The P assignments are designed for consolidating some of the principal concepts covered in the respective course modules.
The assignment P1 has four questions and answer to each is about 1~1.5 pages. Each of the four questions has three subquestions, and your answer to each subquestion should be about a half page on average. This length is intentionally set expecting that your submission will include illustrative diagrams, pictures, tables, etc. You can use any of your favorite text editors, such as MS word or google doc, and use single space and font size 12 in Arial or Times New Roman.
The total for the assignment P1 is limited to a maximum of 8 pages (excluding references). The recommended per-section lengths intentionally add to less than 8 pages to leave you room to decide where to delve into more detail. 8 pages is a maximum, not a target. Any content beyond 8 pages will not be considered for a grade. You are required to cite the articles you read from the reading list and the public domains, but reference does not count towards the 8-page maximum.
If you would like to include additional information beyond the page limit, you may include it in appendices. These materials will not be used in grading your assignment, but they may help you get better feedback from your classmates and grader.
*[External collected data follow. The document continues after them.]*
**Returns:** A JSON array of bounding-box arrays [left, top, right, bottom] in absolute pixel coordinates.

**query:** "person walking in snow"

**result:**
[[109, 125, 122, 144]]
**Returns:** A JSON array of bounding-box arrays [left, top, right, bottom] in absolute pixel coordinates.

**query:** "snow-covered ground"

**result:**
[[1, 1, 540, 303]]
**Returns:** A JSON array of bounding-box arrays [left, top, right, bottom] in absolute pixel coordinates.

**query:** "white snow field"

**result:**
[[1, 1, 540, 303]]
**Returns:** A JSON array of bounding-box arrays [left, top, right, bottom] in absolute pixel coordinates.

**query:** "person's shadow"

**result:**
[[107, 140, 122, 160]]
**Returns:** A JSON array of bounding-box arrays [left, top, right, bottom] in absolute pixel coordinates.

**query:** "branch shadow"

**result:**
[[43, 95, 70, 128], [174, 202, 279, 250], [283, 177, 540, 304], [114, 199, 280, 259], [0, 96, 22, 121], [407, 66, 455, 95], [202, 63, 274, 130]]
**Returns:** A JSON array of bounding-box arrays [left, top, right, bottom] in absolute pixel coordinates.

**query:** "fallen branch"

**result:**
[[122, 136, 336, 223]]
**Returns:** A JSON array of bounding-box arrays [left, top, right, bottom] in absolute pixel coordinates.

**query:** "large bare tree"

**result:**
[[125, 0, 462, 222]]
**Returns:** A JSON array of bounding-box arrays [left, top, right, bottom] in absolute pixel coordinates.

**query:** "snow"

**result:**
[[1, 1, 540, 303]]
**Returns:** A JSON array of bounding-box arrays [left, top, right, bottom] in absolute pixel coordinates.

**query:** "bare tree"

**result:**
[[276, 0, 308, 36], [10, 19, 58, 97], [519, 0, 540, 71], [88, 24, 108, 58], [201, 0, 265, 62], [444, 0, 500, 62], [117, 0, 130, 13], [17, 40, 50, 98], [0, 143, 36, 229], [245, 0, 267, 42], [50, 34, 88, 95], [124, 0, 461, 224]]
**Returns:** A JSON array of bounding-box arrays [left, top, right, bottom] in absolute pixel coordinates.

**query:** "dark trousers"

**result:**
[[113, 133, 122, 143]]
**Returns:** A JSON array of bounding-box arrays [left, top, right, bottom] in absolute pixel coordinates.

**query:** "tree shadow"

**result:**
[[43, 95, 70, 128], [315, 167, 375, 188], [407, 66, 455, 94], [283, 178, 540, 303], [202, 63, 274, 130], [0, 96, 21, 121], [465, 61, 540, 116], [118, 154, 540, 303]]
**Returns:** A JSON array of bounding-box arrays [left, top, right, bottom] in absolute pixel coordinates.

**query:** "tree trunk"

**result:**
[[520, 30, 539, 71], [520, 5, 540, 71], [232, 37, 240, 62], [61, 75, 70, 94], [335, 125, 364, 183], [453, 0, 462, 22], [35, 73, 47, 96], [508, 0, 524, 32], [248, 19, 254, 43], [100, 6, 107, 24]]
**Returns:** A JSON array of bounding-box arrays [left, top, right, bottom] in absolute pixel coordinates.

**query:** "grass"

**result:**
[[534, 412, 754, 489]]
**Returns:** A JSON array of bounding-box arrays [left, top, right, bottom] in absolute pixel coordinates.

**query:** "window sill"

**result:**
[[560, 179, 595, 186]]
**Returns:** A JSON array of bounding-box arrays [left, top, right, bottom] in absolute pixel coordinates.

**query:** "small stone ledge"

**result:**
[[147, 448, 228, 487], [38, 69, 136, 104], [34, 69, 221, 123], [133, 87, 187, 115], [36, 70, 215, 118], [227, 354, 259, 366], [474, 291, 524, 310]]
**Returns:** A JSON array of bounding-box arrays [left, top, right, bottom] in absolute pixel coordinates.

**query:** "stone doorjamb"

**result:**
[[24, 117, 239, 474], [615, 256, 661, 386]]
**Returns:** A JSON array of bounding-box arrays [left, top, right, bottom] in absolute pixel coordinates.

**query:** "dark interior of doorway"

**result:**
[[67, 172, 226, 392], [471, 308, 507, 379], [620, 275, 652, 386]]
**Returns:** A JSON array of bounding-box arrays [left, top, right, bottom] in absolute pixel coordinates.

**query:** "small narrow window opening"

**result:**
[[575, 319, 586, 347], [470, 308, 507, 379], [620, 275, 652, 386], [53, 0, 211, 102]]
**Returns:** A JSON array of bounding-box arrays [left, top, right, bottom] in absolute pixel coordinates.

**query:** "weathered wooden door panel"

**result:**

Question 1 (from Module 1 Block 2): 1~1.5 pages
Everyone has direct experiences with many Internet-fueled innovations. We can classify such innovations into three broad categories: (1) Transforming physical world to cyber world; (2) Combining physical world and cyber world; and (3) Enriching physical world.
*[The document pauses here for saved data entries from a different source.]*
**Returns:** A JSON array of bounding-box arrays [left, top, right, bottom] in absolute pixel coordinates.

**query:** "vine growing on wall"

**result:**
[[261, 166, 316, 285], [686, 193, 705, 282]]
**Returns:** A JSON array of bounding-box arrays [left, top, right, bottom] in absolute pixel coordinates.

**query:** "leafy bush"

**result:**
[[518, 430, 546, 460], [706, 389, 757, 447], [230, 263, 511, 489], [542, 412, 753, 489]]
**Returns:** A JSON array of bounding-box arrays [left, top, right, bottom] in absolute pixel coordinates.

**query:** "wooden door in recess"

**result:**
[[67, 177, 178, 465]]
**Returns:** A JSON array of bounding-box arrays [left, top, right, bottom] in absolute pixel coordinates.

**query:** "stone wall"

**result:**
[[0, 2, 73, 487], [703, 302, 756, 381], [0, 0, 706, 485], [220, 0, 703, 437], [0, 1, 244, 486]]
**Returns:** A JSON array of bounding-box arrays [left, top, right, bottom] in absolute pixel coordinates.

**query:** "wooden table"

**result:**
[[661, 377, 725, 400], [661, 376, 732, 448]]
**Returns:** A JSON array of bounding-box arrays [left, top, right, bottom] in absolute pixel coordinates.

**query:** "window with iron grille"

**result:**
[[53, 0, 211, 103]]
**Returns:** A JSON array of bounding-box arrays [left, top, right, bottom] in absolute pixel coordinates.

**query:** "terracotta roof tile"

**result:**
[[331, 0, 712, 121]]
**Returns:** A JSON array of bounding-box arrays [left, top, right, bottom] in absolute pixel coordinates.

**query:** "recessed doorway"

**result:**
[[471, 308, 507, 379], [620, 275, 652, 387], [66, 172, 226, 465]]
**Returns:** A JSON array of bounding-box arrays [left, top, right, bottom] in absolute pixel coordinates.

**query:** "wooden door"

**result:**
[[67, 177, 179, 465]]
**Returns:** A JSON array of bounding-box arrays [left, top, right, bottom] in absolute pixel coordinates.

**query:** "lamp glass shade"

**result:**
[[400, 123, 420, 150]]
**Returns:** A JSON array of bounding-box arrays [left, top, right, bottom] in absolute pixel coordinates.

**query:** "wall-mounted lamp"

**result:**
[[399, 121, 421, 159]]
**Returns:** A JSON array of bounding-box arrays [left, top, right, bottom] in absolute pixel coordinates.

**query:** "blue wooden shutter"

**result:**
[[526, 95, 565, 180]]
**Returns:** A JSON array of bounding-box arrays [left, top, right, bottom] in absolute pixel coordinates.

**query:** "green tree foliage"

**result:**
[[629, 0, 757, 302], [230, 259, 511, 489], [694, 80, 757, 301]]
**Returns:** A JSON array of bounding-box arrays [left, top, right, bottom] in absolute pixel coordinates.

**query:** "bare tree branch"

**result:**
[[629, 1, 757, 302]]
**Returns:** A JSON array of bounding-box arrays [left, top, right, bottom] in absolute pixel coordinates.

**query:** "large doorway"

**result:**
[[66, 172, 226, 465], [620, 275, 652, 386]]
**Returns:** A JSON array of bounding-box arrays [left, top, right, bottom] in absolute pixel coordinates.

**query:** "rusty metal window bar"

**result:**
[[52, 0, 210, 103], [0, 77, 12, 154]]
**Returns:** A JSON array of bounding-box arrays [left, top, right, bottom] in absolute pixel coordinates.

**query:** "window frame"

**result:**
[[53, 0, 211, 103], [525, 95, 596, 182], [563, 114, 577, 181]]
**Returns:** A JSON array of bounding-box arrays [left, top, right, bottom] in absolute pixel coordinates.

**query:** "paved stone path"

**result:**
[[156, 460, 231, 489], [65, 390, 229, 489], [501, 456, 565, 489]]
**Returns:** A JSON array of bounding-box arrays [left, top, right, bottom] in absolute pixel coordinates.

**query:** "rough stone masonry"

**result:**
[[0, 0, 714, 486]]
First, describe three Internet fueled innovations (one from each of the three categories) using your own experience to date and discuss the impact of such innovations on the human society and the physical world in which we live.
Second, discuss what do they have in common? how these three innovations differ from one another? For example, you may discuss and compare these innovations in terms of usability, user communities, Internet computing infrastructure, communication, and storage technologies used to support each of the three innovations you describe.
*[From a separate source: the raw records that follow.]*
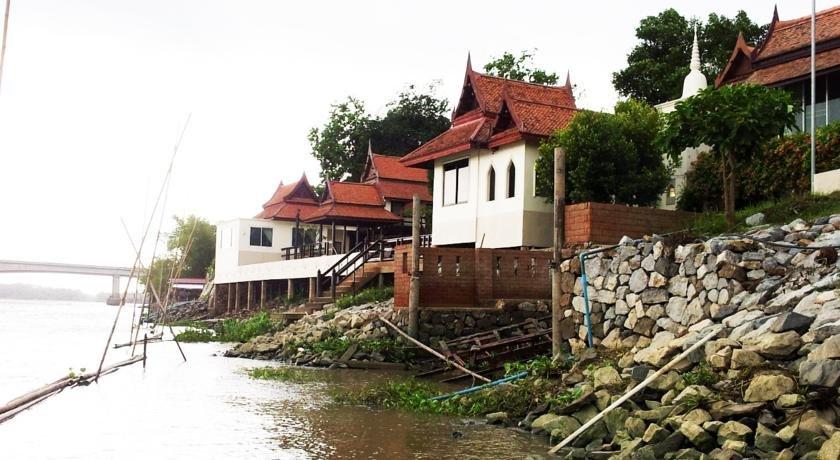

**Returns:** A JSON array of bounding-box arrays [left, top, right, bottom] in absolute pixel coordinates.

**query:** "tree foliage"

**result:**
[[613, 9, 766, 105], [662, 84, 796, 225], [483, 50, 559, 85], [535, 99, 672, 206], [679, 122, 840, 211], [309, 85, 449, 182], [145, 215, 215, 295]]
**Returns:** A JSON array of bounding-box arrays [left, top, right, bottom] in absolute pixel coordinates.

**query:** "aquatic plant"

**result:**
[[248, 366, 324, 383], [175, 312, 277, 343]]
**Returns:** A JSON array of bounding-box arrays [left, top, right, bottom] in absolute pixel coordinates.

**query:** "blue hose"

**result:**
[[578, 253, 594, 348], [429, 371, 529, 401]]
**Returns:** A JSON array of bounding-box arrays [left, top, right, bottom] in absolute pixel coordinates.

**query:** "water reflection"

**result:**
[[0, 300, 548, 459]]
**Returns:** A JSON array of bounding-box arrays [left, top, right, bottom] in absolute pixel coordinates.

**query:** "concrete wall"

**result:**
[[431, 140, 550, 248], [214, 253, 350, 284], [815, 168, 840, 194]]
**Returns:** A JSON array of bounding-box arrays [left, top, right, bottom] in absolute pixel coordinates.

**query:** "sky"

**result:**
[[0, 0, 822, 294]]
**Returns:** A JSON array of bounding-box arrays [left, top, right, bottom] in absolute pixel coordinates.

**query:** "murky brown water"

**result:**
[[0, 300, 549, 459]]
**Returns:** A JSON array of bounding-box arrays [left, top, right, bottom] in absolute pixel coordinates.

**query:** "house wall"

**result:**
[[431, 140, 550, 248]]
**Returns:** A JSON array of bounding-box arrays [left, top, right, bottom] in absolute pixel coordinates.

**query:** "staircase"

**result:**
[[281, 238, 394, 321]]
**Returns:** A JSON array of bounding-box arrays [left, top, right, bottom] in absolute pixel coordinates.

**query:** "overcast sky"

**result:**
[[0, 1, 821, 294]]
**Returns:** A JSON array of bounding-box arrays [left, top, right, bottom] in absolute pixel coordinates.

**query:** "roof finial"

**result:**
[[368, 139, 373, 155], [466, 52, 473, 72], [690, 26, 701, 71], [772, 4, 779, 22], [565, 70, 571, 88]]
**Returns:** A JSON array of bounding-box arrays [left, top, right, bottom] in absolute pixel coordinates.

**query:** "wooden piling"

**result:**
[[551, 147, 566, 357], [408, 194, 421, 339], [260, 280, 266, 309], [235, 283, 240, 312], [247, 281, 253, 310], [142, 334, 147, 369]]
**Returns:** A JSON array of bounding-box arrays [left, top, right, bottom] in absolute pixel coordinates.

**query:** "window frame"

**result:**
[[249, 226, 273, 247], [506, 161, 516, 198], [487, 166, 496, 201], [442, 158, 469, 206]]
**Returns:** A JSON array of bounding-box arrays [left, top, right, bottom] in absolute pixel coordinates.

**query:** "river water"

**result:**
[[0, 299, 549, 459]]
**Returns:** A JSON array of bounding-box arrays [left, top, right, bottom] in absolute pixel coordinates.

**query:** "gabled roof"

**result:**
[[717, 5, 840, 87], [304, 180, 402, 224], [401, 57, 577, 167], [362, 153, 428, 183], [374, 179, 433, 202], [255, 173, 320, 221]]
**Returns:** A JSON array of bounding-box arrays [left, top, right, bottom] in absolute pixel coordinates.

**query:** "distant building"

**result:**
[[400, 57, 578, 249], [169, 277, 205, 302], [717, 5, 840, 131], [655, 28, 712, 210]]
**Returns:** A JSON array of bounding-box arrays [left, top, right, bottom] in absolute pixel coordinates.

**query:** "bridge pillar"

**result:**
[[106, 275, 122, 306]]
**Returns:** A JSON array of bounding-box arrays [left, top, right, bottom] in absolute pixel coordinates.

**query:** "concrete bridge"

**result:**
[[0, 260, 141, 305]]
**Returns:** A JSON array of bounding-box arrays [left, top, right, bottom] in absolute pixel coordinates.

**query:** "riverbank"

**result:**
[[222, 213, 840, 459]]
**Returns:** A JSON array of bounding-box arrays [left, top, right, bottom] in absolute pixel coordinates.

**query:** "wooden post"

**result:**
[[235, 282, 240, 312], [287, 279, 294, 302], [226, 283, 232, 314], [142, 333, 148, 369], [308, 277, 316, 301], [331, 221, 336, 254], [343, 224, 348, 253], [551, 147, 566, 357], [260, 280, 266, 309], [246, 281, 253, 310], [408, 194, 421, 339]]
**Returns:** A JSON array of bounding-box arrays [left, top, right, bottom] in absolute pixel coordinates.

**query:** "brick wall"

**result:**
[[565, 202, 694, 245], [394, 246, 552, 309]]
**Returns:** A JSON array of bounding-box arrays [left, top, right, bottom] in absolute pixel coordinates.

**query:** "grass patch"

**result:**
[[248, 366, 324, 383], [286, 332, 417, 363], [688, 191, 840, 236], [175, 311, 278, 343], [504, 354, 574, 379], [683, 362, 719, 387], [334, 287, 393, 310]]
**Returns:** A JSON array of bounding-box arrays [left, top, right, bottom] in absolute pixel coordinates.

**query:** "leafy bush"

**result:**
[[535, 99, 672, 206], [334, 287, 393, 310], [504, 354, 574, 379], [679, 122, 840, 212], [683, 362, 719, 386], [175, 311, 276, 343]]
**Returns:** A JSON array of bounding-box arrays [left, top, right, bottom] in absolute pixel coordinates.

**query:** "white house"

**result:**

Finally, compare the insights you gained from each of the previous discussions and elaborate on what sorts of improvements that are commonly recognized or expected in the future? And what sorts of improvements would you suggest, especially if your suggestions are somewhat different.
Question 2 (from Module 2 Block 3): 1~1.5 pages
World Wide Web (Web) is a disruptive killer application of the Internet. As a user of both surface (shallow) Web and deep Web, you may have extensive experiences (technical or non-technical).
First, select one activity you perform with the surface Web and one activity you perform with the deep Web, and describe what these two activities have in common and what are different and why?
Second, discuss why search engine today cannot search deep Web, and you are encouraged to find some example search activities to illustrate your points.
Finally, discuss your idea of designing a deep Web search engine: is it possible, why or why not? And list up to three challenges you perceive as a designer of a deep Web search engine.
Question 3 (from Module 2 Block 3): 1~1.5 pages
We have talked about Web crawler with an example Web crawler PULSE written by a student from this course many years ago (slides 32~42).
First, discuss why the example crawler PULSE is nave and inefficient for crawling the Web.
Second, describe how would you like to design a crawler if you are asked to crawl the Georgia Tech domain ( to an external site.), including what performance metrics are most important for your design. Example metrics are crawling speed (# pages/per time unit), minimizing duplicate pages, storage cost, etc.
Finally, describe how fast your crawler would need to crawl the Web (i.e., #pages per hour) if your target crawling speed is to crawl 1 billion pages per year. [Hint: make an assumption on your crawler in terms of crawling throughput #X pages/second, you may vary X to answer this question.]
Question 4 (from Module 2 Block 4): 1~1.5 pages
This last question is about search engine ranking algorithms. You are recommended to use concrete search examples to illustrate your answers.
First, describe why ranking algorithms are important for a search engine from usability perspective and efficiency perspective.
Second, compare query dependent ranking methods and query independent ranking methods in terms of advantages and disadvantages. You are encouraged to use figures or tables to summarize your comparison.
Finally, describe when google PageRank is useful and when it may fall short based on your own search experience.